Comparing the results on the development set with the results obtained on the test set depicted in Table 2, the same conclusions on performance trends and model ranking for all three measures are obtained from the evaluation of both sets. The overall performance on the test set is slightly worse for all models including the classical methods, which do not rely on the development set for parameter tuning. This shows that the test set is slightly more difficult to process for different types of speech enhancement methods and the deep learning-based approaches generalize well to the test set data. Average results of the best proposed method LSTM-cMSA+CED-cSA-tr are only very slightly worse in terms of PESQ and STOI, but even slightly improved in terms of SNRI with respect to the high complexity reference LSTM-cMSA+CLED-cSA-du.

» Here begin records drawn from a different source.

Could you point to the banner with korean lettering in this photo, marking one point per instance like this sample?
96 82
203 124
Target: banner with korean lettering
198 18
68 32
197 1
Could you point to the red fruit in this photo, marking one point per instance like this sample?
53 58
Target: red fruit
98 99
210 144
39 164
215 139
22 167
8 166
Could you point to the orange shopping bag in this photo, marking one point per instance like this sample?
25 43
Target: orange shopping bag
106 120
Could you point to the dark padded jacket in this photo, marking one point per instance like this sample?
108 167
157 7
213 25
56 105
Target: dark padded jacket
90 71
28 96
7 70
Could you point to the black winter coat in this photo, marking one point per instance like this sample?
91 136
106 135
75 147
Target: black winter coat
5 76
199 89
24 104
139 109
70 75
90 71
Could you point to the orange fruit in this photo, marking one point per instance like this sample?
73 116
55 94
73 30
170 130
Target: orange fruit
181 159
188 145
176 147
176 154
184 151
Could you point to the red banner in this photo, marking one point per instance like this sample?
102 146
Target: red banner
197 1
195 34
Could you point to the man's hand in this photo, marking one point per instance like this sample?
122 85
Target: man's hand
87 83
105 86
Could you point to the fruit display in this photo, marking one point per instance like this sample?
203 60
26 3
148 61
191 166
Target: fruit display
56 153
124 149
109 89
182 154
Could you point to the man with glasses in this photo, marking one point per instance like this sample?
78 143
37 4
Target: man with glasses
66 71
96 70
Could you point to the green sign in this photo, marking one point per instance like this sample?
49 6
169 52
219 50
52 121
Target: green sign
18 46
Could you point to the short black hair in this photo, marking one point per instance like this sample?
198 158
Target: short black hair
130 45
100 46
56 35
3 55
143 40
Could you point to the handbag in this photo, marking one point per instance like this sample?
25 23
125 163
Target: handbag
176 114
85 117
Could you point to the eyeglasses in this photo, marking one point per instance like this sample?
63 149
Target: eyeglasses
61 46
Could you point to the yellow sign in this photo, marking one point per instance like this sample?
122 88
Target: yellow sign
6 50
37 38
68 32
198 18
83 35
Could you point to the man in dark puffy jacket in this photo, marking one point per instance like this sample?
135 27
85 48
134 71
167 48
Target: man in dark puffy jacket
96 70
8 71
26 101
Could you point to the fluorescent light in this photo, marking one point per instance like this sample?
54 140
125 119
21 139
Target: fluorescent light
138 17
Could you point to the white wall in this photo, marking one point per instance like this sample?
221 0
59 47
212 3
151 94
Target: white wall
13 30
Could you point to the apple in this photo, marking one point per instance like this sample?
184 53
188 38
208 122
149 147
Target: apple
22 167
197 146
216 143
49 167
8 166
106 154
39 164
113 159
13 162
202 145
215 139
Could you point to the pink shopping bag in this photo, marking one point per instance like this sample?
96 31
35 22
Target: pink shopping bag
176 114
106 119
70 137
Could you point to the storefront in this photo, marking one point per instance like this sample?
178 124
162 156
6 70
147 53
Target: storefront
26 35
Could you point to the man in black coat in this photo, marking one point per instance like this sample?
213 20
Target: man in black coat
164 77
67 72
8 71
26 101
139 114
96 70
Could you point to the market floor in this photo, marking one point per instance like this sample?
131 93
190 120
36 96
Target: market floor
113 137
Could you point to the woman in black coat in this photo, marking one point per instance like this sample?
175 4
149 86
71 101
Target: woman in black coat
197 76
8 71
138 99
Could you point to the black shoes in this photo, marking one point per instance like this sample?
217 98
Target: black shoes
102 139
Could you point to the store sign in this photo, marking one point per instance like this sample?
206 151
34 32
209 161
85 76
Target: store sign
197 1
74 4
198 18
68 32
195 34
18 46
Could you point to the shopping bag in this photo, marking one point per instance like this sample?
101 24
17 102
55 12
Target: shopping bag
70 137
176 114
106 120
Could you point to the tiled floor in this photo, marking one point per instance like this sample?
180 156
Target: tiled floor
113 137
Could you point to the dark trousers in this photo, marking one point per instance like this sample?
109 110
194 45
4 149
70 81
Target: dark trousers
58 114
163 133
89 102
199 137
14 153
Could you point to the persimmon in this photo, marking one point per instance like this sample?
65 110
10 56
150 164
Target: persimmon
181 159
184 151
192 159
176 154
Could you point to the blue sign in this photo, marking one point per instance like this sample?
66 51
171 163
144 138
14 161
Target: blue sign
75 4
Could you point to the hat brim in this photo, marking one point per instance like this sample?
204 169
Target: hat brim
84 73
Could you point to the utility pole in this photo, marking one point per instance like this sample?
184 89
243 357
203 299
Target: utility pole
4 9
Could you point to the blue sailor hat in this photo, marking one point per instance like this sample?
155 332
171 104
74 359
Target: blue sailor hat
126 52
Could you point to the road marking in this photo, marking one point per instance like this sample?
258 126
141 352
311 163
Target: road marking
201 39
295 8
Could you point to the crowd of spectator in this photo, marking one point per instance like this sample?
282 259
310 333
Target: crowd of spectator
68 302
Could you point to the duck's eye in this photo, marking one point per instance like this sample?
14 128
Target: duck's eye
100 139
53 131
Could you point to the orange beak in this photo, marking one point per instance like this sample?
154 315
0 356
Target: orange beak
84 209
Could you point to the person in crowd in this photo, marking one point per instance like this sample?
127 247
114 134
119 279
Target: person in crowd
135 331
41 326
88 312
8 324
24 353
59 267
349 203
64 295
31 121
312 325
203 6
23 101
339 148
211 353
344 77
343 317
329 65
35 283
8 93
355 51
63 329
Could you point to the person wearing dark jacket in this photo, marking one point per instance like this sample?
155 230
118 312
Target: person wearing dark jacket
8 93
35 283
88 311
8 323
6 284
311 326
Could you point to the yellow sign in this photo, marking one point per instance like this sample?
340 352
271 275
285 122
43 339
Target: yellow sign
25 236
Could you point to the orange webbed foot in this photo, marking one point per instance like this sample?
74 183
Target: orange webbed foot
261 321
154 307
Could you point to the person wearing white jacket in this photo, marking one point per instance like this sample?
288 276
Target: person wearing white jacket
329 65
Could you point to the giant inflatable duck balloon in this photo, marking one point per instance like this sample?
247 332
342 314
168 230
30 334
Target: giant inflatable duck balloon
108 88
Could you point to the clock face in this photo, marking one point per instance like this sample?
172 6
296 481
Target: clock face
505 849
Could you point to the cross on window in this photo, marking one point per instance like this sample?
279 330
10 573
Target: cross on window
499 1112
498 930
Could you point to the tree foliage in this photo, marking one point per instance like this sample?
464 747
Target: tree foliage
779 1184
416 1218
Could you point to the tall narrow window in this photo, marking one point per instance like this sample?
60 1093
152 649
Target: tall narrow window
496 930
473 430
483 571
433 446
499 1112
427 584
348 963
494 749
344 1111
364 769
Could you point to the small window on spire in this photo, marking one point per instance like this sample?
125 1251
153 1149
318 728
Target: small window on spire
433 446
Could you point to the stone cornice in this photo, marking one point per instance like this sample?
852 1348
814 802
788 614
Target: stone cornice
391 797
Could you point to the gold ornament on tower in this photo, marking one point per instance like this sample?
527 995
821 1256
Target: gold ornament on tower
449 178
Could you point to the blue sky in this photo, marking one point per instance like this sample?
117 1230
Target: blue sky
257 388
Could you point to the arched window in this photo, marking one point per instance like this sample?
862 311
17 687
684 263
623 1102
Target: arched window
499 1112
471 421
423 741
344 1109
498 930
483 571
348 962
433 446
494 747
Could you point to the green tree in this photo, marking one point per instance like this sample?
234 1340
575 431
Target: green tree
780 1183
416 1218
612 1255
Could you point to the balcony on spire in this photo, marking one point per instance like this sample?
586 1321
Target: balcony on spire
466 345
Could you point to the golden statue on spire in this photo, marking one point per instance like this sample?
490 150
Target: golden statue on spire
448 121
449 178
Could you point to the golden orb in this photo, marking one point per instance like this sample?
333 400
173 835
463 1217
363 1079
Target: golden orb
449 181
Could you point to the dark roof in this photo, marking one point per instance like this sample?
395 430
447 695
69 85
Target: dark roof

Table 2 Instrumental measures for baseline and proposed approaches averaged over seen noise types of the test set data. Note that the SNR conditions of −5 and 15 dB are unseen during training, whereas the remaining SNRs have been seen. Best two approaches are in boldface, high-complexity reference LSTM-cMSA+CLED-cSA-du excluded

Full size table

5.2 Results on unseen noise types

The results obtained from evaluating the unseen noise test dataset are presented in Table 3, where results are averaged over both noise types (pub and office noise). Once again, similar trends and model rankings compared to the evaluation with seen noise types can be observed, which shows a good generalization of the deep learning-based methods to these highly non-stationary unseen noise types in general. Especially, the two-stage LSTM-cMSA+CED-cSA-tr network is able to provide improvements over LSTM-cMSA comparable to the ones obtained with seen noise types (0.11 MOS points, 0.03, and 2.40 dB in terms of PESQ, STOI, and SNRI, respectively).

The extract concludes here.